[Seaside] [BUG] in IAHtmlParser

Damon Anderson damon@spof.net
Fri, 29 Mar 2002 13:45:19 -0600

Julian Fitzell writes:
 > Yeah, sorry about that. I wouldn't say the parser is strictly
 > compliant but it ended up being necessary to make it somewhat
 > compliant. The reason is that in order to allow all the cases that
 > people use all the time, we would essentially not be able to support
 > valid HTML (even though it is probably never used).
 > The problem is, frankly that the HTML spec is insane! There are
 > ridiculous combinations of only allowing certain tags within others
 > and implicitly closing tags for you. This implicit closing is most of
 > the reason why I had to enforce some of the rules about what tags can
 > be contained inside others. This is why most people never use </p> or
 > </li> allowing them to be closed implicitly be the next non-inline
 > tag (usually the next <p> or <li> in these cases).
 > But it sucks. XML is often overused but in this case, HTML so wants
 > to be XML anyway I wish browser developers would hurry up and start
 > adding support for XHTML so I can start writing my webpages with it.
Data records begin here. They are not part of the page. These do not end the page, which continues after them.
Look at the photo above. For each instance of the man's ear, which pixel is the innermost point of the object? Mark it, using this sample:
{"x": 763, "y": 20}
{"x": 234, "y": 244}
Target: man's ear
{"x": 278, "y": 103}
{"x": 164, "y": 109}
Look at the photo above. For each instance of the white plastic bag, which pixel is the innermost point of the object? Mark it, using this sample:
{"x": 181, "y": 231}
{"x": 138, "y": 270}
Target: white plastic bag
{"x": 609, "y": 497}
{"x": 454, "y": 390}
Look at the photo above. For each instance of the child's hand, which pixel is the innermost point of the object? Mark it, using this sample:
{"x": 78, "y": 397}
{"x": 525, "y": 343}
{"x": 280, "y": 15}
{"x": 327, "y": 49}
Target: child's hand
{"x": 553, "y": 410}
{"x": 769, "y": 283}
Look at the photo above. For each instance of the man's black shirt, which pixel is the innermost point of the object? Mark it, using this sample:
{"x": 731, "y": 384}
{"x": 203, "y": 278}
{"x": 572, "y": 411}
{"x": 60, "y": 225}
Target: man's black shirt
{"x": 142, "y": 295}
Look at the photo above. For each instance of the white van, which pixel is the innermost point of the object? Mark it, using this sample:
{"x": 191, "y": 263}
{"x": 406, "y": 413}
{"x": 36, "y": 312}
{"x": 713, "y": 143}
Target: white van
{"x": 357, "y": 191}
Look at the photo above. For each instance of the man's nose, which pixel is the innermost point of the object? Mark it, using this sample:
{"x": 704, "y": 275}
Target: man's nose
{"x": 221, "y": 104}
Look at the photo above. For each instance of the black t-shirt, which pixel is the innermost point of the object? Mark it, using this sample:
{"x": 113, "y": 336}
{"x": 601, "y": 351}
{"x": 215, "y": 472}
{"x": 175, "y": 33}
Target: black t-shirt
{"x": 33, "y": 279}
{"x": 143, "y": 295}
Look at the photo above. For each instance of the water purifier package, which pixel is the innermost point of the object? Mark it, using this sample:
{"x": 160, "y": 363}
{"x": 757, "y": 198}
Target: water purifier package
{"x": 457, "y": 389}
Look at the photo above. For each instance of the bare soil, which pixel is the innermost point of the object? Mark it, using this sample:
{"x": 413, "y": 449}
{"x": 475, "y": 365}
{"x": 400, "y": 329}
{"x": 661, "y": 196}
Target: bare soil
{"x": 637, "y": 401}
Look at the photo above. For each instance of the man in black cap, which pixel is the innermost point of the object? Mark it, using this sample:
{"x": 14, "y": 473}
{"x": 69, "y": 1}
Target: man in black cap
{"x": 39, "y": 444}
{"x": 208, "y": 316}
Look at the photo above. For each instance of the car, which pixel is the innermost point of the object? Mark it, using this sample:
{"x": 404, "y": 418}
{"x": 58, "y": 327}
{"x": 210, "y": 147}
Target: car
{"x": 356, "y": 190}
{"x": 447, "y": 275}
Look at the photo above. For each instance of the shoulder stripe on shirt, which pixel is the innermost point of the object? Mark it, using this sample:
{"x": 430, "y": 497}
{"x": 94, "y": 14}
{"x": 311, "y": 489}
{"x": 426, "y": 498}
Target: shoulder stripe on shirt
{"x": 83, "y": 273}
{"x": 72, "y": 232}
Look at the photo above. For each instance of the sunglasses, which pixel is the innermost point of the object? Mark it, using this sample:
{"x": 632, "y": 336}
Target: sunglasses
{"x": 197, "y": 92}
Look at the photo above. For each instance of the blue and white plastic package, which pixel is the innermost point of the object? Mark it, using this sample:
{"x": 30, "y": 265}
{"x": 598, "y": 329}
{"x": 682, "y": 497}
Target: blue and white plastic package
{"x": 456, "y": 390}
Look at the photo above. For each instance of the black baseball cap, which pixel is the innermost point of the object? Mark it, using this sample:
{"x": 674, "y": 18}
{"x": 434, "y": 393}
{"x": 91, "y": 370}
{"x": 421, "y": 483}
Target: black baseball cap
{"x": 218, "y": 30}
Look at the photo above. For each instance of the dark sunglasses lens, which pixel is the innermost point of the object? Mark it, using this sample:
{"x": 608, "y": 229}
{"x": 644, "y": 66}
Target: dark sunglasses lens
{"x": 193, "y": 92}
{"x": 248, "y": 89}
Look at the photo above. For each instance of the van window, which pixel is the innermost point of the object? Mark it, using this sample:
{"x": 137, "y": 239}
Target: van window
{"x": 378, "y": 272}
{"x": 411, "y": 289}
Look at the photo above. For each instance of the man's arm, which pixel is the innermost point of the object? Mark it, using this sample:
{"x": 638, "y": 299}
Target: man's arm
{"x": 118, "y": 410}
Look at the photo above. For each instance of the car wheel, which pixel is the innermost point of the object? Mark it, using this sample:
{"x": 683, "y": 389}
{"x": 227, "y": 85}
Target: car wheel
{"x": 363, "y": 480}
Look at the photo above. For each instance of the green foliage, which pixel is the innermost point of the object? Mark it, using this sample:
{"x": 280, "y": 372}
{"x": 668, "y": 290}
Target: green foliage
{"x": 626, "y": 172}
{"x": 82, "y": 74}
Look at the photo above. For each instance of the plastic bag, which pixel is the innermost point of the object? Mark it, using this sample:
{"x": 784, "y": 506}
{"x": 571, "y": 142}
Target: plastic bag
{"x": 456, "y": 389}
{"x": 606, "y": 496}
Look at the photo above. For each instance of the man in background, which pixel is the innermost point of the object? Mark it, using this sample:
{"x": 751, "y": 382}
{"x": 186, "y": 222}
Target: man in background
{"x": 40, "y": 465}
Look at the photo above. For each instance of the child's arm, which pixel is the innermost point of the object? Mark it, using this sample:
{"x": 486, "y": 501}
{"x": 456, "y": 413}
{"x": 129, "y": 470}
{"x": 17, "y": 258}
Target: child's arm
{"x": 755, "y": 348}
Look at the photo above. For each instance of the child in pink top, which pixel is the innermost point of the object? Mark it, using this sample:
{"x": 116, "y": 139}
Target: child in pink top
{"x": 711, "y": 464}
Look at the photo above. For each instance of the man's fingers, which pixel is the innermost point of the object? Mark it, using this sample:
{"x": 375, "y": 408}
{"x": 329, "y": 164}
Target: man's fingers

I wrote an HTML parser last year which handled malformed HTML pretty
well (better than any other parsers I could find the source to at the
time, which is why I ended up designing one from scratch). The
philosophy behind it was much different. It didn't try to do any
interpretation of the spec whatsoever, and so the resulting tree
reflected the HTML document exactly, not the nesting structure specified
by the spec.

It used a tag stack, but it handled lone tags differently: it just left
them there in the stream, including dangling close tags. This meant that
your tree potentially looked odd, but it also meant that when re-
generating the source you'd get back the same broken HTML (including
whitespace in most cases), which is the important thing, IMO. At least
for the project that I wrote it for, it would have been a sin for the
templating code to mangle the designer's carefully crafted (if totally
invalid) HTML. It did other things, like optionally leaving runs of un-
instrumented tags unparsed as text nodes, which reduced the chance that
an isolated </b> would ruin the entire tree. If you didn't put any
markers into "<b><i>foo</b></i>" it would just leave it alone. If this
isn't clear I can go into more detail.

Now the bad news: I wrote it in Java (partially using ANTLR). I also
don't have the source anymore, I had to leave it behind when I switched
jobs. I've been thinking about recreating it lately, though. I spent
enough time designing it that I still remember it pretty clearly a year
later, and I need a good HTML parser for an unrelated project I'm
working on. There's a good chance I'll end up recreating it in Squeak.

I don't want to make any promises, but is there any interest in such a
thing? If it would be useful to a few other people that would certainly
be motivation to put more time into it.